Automated tuning of compute kernels is a popular area of research, mainly focused on finding optimal kernel parameters for a problem with fixed input sizes. This approach is good for problems where sizes and parameters are all known and fixed, but when deploying accelerated libraries into production environments this is often not the case. Traditional kernel auto-tuning has limited impact for these libraries where a wide range of different input parameters must be supported for each operation. SYCL provides a platform agnostic high level framework for expressing heterogeneous programs that can run on a wide range of devices and so it is a good framework to use for accelerated compute libraries. A typical SYCL implementation will convert the kernels into an intermediate representation that is bundled with the final SYCL application or library. This places limits on the number of kernels that can be provided with an application without generating excessively large binaries.

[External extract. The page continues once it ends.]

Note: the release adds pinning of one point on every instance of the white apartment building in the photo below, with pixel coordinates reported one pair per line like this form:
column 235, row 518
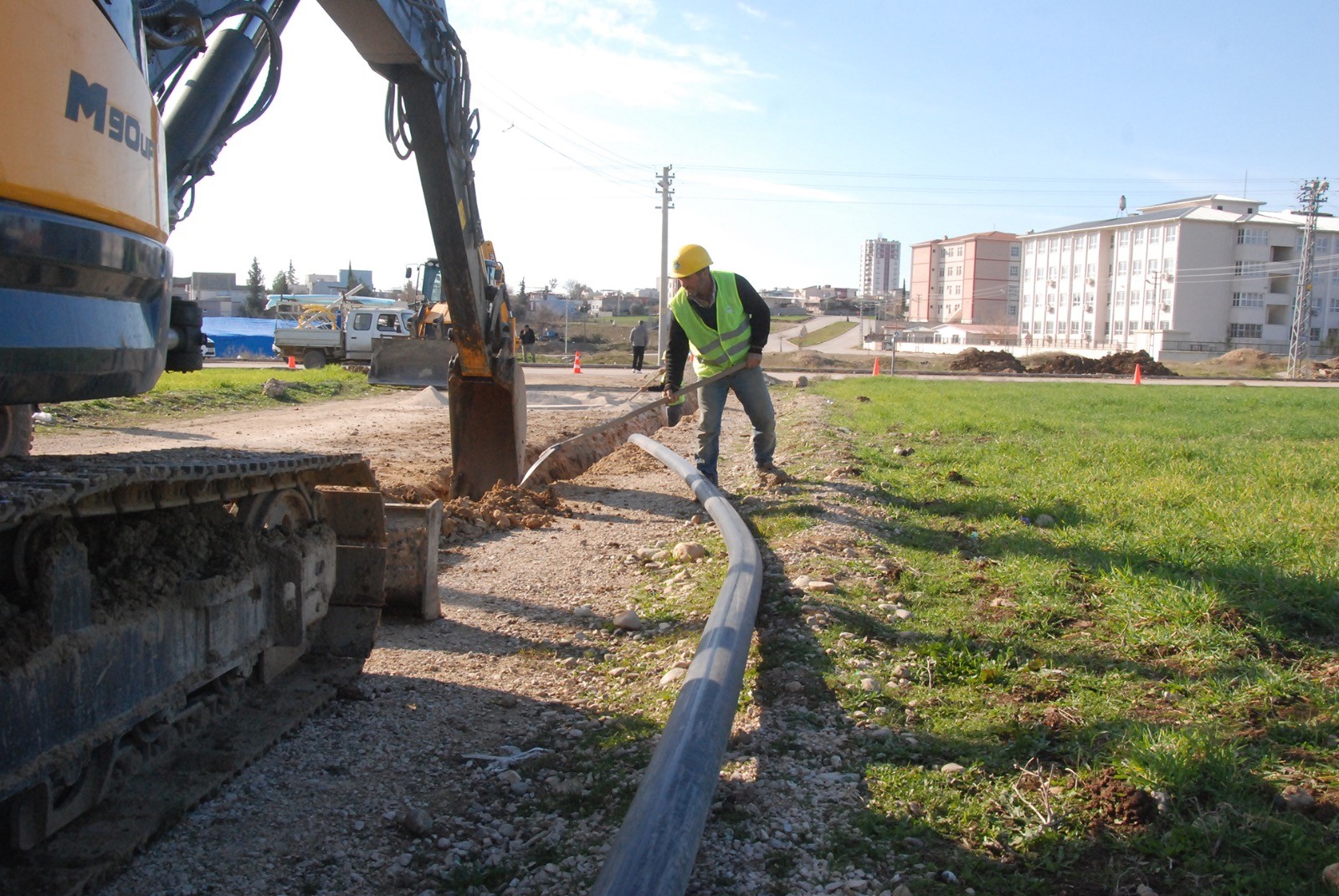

At Codeplay we have developed compute libraries targeting varied devices from desktop GPUs to embedded accelerators, using machine learning to select which kernels to provide in the libraries to balance performance and binary size requirements.
In this talk John will discuss some of the challenges of auto tuning and deploying SYCL libraries as well as the work using machine learning to help select kernel parameters in order to easily adapt the libraries to achieve good performance on new devices.
The Performance, Portability, and Productivity in HPC (P3HPC) Forum is an opportunity to present on ideas and progress toward the goal of performance portability across current and future high performance computing platforms. The two primary goals of this meeting are to:
- Share best practices and ideas between application developers, hardware architects, and software architects, and to focus on the issue of achieving high performance across platforms without greatly sacrificing portability, productivity, and maintainability
- Identify major challenges toward the goal of performance, portability, and productivity, and work with vendors and tool providers on determining implementations and solutions
The HPC Forum are particularly interested in research that addresses the complexities of real-life applications and/or realistic workloads, the composability challenges arising from the use of bespoke solutions, and the desire to “future-proof” applications in the long term.